Die ‘eerste opstanding’ kent verschillende fasen:

1. Christus, Die in alle dingen de eerste plaats moet innemen, is de Eerste Die is opgestaan (1Ko 15:20; 23).

2. Als Hij terugkomt, vindt de opstanding van de gelovigen plaats.

Zijn terugkomst voor de gelovigen voltrekt zich ook in fasen.

1. Eerst komt Hij in de lucht en neemt dan al de gelovigen vanaf Adam tot dat moment tot Zich (1Th 4:14-18). Hij neemt hen allen mee naar de hemel.

2. Korte tijd later komt Hij op aarde en doet alle gelovigen opstaan die in de tijd tussen de opname van de oud- en nieuwtestamentische gelovigen en Zijn komst op aarde zijn gestorven (Op 20:4-5).

In wat de Heer hier zegt, spreekt Hij niet over de tijd die tussen de verschillende opstandingen ligt. Het gaat Hem erom aan te geven wat de totaal verschillende relatie van de twee groepen is ten opzichte van Hem gezien als de Zoon van God en de Zoon des mensen.
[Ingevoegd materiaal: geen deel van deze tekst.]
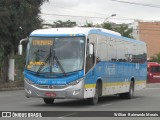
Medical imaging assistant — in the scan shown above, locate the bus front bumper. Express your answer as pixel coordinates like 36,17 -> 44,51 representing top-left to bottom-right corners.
24,80 -> 84,99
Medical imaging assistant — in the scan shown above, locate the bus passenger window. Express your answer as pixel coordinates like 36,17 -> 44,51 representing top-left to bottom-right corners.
85,44 -> 95,73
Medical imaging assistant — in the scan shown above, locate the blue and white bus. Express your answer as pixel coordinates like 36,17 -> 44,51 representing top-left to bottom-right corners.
19,28 -> 147,104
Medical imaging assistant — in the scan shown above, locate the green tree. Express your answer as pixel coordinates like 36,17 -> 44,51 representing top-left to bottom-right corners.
150,53 -> 160,63
101,22 -> 133,38
0,0 -> 48,81
52,20 -> 77,28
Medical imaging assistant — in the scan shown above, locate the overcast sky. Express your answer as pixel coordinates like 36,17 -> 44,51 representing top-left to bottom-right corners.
41,0 -> 160,25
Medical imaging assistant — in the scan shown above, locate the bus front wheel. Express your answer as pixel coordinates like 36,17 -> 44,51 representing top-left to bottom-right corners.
43,98 -> 54,105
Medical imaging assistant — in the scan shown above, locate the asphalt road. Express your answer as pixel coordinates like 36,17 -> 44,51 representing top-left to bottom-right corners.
0,84 -> 160,120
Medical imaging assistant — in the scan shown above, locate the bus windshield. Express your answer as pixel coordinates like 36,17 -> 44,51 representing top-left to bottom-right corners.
26,36 -> 85,73
151,66 -> 160,73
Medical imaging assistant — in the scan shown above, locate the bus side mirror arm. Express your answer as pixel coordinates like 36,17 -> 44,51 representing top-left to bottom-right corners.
18,37 -> 28,55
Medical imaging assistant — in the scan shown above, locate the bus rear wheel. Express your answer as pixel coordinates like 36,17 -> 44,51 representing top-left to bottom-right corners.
43,98 -> 54,105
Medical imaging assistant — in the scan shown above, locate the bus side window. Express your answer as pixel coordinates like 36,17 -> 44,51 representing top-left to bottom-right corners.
85,44 -> 95,73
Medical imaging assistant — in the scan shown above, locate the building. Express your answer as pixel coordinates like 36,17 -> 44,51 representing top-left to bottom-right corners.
133,21 -> 160,59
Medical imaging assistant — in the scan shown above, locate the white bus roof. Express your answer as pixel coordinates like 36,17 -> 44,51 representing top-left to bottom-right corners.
31,27 -> 121,36
30,27 -> 145,44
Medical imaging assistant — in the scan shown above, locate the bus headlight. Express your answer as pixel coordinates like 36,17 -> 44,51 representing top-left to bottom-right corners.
68,78 -> 83,86
24,78 -> 34,84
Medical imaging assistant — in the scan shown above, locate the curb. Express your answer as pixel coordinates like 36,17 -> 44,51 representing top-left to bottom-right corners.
0,87 -> 24,91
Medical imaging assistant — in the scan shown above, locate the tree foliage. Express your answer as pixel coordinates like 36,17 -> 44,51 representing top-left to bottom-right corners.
0,0 -> 48,81
150,53 -> 160,63
52,20 -> 77,28
102,22 -> 133,38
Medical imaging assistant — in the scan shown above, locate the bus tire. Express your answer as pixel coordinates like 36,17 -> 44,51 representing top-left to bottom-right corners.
88,83 -> 99,105
43,98 -> 54,105
119,81 -> 134,99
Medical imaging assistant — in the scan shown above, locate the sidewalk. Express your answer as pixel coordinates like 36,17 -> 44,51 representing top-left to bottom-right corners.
0,81 -> 24,91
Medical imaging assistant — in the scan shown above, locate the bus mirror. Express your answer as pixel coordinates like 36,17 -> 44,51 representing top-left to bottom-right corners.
89,44 -> 93,55
18,44 -> 23,55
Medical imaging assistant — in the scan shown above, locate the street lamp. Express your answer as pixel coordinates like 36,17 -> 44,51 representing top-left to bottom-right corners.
103,14 -> 116,24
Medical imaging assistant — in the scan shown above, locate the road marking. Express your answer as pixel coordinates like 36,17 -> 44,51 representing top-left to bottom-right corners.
145,88 -> 160,90
100,103 -> 112,107
58,113 -> 77,118
21,101 -> 37,104
0,94 -> 11,97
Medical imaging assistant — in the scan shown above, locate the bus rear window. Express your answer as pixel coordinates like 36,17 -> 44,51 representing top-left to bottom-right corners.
151,66 -> 160,73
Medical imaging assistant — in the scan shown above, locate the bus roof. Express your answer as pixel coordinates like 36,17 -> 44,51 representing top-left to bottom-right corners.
30,27 -> 145,44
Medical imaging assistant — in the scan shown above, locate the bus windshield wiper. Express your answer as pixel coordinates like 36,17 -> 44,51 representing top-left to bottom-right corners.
37,46 -> 67,76
52,50 -> 67,76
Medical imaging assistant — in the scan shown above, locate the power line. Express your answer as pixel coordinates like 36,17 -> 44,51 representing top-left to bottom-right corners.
111,0 -> 160,8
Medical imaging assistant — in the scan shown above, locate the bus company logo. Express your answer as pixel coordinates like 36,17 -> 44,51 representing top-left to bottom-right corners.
49,85 -> 53,89
2,112 -> 12,117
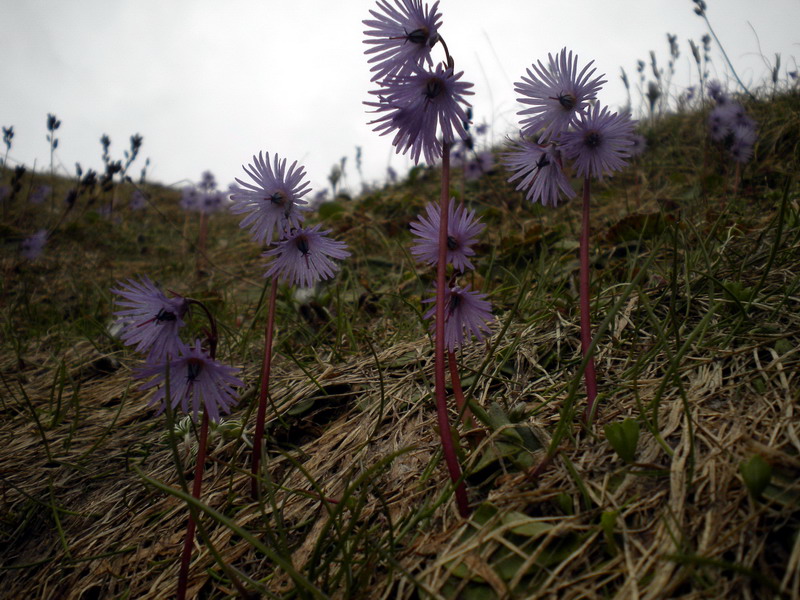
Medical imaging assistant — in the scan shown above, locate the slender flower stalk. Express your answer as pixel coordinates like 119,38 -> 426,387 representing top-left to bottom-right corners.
250,275 -> 278,499
579,177 -> 597,423
434,142 -> 470,518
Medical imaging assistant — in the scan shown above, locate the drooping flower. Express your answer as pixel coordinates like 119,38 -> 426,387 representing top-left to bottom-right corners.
111,276 -> 189,361
20,229 -> 47,260
264,225 -> 350,287
410,198 -> 485,272
365,64 -> 472,164
363,0 -> 442,81
514,48 -> 606,141
464,150 -> 494,181
231,152 -> 311,244
423,285 -> 494,352
559,102 -> 636,179
135,340 -> 243,423
503,139 -> 575,206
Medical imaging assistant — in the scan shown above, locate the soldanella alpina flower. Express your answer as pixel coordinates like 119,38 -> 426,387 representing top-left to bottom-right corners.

Nadat Hij zo de nadruk heeft gelegd op Zijn macht om het oordeel uit te oefenen als Hem door de Vader gegeven, wijst Hij er direct weer op dat Hij het niet los van de Vader uitoefent. Als Hij zegt dat Hij van Zichzelf niets kan doen, betekent dat weer dat Hij volmaakt in overeenstemming met de Vader handelt. Daarom is het een volmaakt oordeel. Altijd is Zijn persoonlijke wil volmaakt afgestemd op de wil van de Vader.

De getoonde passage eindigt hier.